Two independent AI systems — Claude (Anthropic) and ChatGPT (OpenAI) — analyze SEC EDGAR filings including 10-K annual reports and 10-Q quarterly reports. Each AI evaluates financial health, profitability ratios, balance sheet strength, and growth metrics. The combined rating reflects both perspectives for balanced insights.
Is AMPY a good stock to buy right now?
Based on our AI fundamental analysis in April 2026, Amplify Energy Corp. has a HOLD rating with 72% confidence. Review the strengths and risks sections above before making a decision. This is not investment advice.
Is AMPY stock overvalued or undervalued?
Valuation metrics for AMPY: ROE of 9.6% (sector avg: 14%), net margin of 16.7% (sector avg: 12%).
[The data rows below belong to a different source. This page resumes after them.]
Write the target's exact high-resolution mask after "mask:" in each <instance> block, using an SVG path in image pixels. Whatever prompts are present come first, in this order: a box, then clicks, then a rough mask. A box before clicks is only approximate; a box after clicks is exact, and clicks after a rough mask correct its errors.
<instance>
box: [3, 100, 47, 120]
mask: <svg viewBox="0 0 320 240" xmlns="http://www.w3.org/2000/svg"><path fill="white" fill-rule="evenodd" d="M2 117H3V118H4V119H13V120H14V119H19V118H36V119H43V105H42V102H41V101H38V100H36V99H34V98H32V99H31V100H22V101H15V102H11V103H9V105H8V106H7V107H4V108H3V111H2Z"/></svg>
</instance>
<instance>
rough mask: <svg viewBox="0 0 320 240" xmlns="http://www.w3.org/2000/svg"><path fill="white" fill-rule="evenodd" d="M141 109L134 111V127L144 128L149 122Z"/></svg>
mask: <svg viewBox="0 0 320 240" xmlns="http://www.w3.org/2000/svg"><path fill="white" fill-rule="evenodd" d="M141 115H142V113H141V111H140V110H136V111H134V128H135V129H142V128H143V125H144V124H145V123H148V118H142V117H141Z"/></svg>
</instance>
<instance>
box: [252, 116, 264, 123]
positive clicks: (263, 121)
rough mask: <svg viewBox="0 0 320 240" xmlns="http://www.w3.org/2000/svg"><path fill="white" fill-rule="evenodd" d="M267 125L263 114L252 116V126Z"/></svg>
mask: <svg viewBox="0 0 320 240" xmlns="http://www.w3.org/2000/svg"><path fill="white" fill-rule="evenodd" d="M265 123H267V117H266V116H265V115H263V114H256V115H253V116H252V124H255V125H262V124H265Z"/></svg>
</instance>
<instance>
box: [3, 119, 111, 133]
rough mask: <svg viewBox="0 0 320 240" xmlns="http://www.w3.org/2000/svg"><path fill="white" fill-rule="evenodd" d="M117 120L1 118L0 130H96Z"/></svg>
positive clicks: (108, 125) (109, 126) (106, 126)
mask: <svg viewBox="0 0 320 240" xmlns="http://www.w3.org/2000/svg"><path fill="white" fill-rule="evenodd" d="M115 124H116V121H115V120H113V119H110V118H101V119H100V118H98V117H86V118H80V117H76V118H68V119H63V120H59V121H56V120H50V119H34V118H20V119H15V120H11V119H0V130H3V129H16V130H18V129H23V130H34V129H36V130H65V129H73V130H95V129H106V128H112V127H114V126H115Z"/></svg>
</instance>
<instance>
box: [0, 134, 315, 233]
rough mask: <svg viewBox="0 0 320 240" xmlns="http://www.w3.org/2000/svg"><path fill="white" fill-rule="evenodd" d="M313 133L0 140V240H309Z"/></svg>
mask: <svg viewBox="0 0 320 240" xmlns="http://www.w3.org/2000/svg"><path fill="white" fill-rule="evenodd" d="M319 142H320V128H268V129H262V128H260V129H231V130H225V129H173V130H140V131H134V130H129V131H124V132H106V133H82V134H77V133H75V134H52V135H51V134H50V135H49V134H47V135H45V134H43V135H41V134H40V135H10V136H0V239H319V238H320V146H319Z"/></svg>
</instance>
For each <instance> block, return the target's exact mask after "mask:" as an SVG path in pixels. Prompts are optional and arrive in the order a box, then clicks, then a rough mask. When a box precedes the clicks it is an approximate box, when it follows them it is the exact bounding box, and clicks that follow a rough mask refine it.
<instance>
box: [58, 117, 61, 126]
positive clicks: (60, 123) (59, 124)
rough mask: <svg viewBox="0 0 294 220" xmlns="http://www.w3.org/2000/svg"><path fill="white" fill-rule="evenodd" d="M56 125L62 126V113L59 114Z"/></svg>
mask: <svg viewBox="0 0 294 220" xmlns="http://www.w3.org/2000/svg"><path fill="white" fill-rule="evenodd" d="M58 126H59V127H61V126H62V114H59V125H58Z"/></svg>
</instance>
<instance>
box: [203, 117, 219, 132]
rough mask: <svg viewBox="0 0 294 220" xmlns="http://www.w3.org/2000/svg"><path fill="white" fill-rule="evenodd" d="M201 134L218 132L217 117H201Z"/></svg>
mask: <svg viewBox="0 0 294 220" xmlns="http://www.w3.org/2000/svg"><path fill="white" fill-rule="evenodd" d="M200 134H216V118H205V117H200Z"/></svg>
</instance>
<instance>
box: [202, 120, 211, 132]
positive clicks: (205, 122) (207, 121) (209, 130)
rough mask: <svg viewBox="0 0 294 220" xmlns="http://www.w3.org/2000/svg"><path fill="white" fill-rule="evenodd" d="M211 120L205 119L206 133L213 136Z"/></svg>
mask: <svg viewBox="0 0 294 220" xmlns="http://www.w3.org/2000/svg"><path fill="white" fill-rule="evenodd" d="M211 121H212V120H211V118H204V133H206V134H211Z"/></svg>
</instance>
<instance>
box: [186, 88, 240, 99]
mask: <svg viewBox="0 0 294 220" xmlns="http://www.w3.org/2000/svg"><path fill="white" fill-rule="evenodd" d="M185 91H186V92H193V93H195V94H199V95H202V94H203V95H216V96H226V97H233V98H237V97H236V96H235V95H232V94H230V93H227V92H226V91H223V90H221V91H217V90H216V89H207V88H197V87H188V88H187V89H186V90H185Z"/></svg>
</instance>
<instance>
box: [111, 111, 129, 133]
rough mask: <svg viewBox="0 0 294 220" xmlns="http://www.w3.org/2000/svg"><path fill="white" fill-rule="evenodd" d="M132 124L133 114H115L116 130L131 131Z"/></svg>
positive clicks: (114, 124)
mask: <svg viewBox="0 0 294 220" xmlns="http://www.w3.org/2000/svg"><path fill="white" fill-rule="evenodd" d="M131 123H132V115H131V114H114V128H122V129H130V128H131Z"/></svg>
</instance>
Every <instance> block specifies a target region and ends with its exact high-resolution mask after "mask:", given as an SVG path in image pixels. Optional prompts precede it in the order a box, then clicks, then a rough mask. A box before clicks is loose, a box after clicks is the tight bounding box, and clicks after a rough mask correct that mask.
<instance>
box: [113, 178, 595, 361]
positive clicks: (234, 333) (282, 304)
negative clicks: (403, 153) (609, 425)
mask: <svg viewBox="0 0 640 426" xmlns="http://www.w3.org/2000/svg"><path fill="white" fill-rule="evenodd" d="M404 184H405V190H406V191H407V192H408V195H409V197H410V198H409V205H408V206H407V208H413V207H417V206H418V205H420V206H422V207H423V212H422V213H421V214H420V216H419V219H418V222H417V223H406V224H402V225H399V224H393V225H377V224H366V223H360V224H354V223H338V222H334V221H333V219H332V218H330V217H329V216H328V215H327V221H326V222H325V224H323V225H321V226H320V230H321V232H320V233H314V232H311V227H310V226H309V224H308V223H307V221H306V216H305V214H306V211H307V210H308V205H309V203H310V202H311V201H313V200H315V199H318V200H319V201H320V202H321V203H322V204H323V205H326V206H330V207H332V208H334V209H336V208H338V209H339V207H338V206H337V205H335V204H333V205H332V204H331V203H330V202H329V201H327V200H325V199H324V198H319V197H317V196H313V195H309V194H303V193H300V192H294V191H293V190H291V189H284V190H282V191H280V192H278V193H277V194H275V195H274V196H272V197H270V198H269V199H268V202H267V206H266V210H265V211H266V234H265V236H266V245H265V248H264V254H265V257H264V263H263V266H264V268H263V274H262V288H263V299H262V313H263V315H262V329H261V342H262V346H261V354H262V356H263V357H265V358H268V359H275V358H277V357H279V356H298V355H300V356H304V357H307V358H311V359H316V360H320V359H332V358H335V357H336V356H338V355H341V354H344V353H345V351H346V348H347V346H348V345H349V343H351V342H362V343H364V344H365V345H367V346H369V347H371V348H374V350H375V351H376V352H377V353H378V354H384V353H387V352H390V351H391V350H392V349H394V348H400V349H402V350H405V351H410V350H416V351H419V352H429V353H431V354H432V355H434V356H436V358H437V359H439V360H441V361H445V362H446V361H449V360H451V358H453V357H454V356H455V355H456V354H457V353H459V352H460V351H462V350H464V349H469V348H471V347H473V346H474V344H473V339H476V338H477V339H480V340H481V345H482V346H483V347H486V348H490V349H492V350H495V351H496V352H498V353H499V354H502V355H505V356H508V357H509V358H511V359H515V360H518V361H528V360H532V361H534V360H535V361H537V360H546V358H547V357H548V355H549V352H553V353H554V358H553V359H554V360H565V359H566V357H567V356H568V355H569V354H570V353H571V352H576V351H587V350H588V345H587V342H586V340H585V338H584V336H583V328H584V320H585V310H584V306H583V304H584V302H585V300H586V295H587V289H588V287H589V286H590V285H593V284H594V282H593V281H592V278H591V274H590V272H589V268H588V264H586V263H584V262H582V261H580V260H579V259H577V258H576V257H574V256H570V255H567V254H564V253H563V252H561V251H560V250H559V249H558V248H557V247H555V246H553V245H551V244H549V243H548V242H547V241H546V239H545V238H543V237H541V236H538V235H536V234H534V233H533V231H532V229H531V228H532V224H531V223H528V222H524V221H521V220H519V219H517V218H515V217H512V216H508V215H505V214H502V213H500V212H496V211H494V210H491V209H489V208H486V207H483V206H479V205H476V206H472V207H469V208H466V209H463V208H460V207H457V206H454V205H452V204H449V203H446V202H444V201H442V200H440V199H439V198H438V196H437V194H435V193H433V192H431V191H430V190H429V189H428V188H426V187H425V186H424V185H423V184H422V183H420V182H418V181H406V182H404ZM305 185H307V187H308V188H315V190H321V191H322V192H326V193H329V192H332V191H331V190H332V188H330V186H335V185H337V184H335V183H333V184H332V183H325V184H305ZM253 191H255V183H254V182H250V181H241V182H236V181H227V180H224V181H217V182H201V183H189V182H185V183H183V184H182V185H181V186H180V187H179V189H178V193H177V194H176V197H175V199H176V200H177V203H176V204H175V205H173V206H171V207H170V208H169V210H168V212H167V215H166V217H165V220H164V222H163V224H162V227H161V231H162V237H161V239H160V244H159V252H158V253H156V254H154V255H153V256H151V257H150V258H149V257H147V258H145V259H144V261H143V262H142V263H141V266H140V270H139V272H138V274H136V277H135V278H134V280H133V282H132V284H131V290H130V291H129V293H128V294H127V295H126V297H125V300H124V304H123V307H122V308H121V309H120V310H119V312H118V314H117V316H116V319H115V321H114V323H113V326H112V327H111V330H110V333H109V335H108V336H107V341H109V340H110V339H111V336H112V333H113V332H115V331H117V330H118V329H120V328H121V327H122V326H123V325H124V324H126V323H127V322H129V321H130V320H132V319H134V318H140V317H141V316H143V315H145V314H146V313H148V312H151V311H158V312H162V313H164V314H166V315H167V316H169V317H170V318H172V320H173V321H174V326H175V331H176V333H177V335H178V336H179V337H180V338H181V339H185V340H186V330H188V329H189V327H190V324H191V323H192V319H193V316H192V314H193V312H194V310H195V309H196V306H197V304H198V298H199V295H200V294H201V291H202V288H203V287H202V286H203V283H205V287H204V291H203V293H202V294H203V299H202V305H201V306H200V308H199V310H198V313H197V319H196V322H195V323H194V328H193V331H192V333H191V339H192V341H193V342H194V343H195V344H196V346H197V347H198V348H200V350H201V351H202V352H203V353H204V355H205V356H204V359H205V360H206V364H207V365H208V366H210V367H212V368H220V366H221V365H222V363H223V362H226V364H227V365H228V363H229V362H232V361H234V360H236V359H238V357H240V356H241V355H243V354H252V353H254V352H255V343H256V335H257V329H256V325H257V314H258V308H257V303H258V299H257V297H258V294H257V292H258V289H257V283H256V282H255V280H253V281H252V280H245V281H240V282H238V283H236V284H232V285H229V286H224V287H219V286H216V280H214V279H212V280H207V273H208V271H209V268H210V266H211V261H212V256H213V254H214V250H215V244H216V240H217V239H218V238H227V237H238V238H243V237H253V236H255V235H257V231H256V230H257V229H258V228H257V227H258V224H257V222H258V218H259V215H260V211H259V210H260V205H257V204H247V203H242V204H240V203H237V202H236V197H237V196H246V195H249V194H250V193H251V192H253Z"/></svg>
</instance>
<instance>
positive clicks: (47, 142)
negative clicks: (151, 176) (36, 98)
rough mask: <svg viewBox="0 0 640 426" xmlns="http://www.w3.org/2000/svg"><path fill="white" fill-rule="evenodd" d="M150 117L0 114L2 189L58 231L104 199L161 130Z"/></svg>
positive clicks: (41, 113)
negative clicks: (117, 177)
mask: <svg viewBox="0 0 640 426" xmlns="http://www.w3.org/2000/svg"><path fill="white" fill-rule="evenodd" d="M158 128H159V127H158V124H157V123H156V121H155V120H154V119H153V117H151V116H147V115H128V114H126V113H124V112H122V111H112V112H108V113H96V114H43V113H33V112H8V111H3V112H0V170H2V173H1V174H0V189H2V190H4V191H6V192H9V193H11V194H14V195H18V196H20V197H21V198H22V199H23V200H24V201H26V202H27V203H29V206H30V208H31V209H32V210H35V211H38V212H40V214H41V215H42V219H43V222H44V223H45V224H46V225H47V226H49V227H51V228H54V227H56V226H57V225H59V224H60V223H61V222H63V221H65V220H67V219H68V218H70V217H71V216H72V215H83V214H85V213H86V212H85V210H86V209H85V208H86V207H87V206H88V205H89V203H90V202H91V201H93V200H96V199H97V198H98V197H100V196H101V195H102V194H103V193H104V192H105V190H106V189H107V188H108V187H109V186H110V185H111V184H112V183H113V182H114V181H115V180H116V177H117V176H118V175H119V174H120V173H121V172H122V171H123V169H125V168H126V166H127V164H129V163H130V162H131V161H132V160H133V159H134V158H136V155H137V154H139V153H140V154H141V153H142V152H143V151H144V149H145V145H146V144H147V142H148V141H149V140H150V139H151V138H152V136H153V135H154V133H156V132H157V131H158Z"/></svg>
Compare these metrics with sector averages to assess valuation.
Should I buy AMPY stock in 2026?
Our dual AI analysis gives Amplify Energy Corp. a combined HOLD rating for 2026. Revenue is data pending, with profitability above sector average. Always conduct your own research.
What is AMPY's free cash flow?
Amplify Energy Corp.'s operating cash flow is $49.2M, with capital expenditures of N/A. FCF margin is 18.7%.
How does AMPY compare to other Energy stocks?
Vs Energy sector averages: Net margin 16.7% (avg: 12%), ROE 9.6% (avg: 14%), current ratio 2.25 (avg: 1.3).